Dari Qurrah bin Iyas berkata: Umar (bin Khaththab) pernah melihatku
shalat di antara dua tiang, lalu dia memegang tengkukku dan
mendekatkanku ke sutrah, seraya berkata: “Shalatlah menghadapnya.” (HR.
Bukhari 1/557) Abdullah bin Mas’ud berkata, “Empat perkara termasuk
kelalaian: seorang yang shalat tidak menghadap sutrah … atau mendengar
adzan tetapi tidak memenuhinya.” (Shahih. Riwayat Ibnu Abi Syaibah 2/61
dan Al-Baihaqi 2/285) Perhatikanlah! Bagaimana beliau menyandingkan
shalat seorang tanpa sutrah dengan tidak memenuhi panggilan adzan! Dari
Nafi’ berkata: Adalah Ibnu Umar z/ apabila tidak mendapati peluang tiang
masjid, maka beliau mengatakan kepadaku, “Berikan pundakmu padaku
(untuk sutrah–pent).” (Riwayat Ibnu Abi Syaibah 1/279 dengan
sanad shahih) Dan adalah Salamah bin Al-Akwa’ meletakkan beberapa batu
di tanah lapang.

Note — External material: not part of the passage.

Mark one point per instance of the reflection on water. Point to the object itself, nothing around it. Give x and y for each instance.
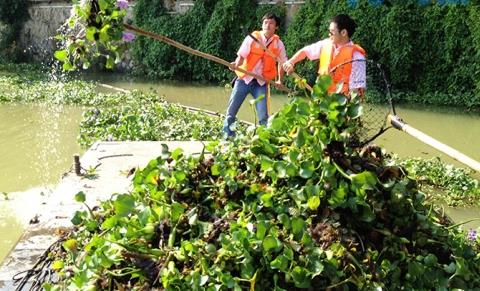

Apabila dia ingin shalat, maka dia shalat menghadapnya.
(Ibnu Abi Syaibah 1/279 dengan sanad shahih) Atsar-atsar seperti ini
masih banyak. Tetapi cukuplah sebagian di atas sebagai ibrah bagi kita. Manfaat Sutrah Syari’at menjadikan sutrah dalam shalat ini memiliki beberapa manfaat, di antaranya: 1. Melaksanakan perintah Nabi dan mengikuti petunjuk beliau yang merupakan kebaikan di dunia dan akhirat. Alloh berfirman:
وَلَوْ أَنَّا كَتَبْنَا عَلَيْهِمْ أَنِ اقْتُلُوا
أَنفُسَكُمْ أَوِ اخْرُجُوا مِن دِيَارِكُم مَّا فَعَلُوهُ إِلَّا قَلِيلٌ
مِّنْهُمْ ۖ وَلَوْ أَنَّهُمْ فَعَلُوا مَا يُوعَظُونَ بِهِ لَكَانَ
خَيْرًا لَّهُمْ وَأَشَدَّ تَثْبِيتًا ﴿٦٦﴾
Dan sesungguhnya kalau mereka melaksanakan pelajaran yang
diberikan kepada mereka, tentulah hal yang demikian itu lebih baik bagi
mereka dan lebih menguatkan (iman mereka). (QS. An-Nisa’: 66) 2.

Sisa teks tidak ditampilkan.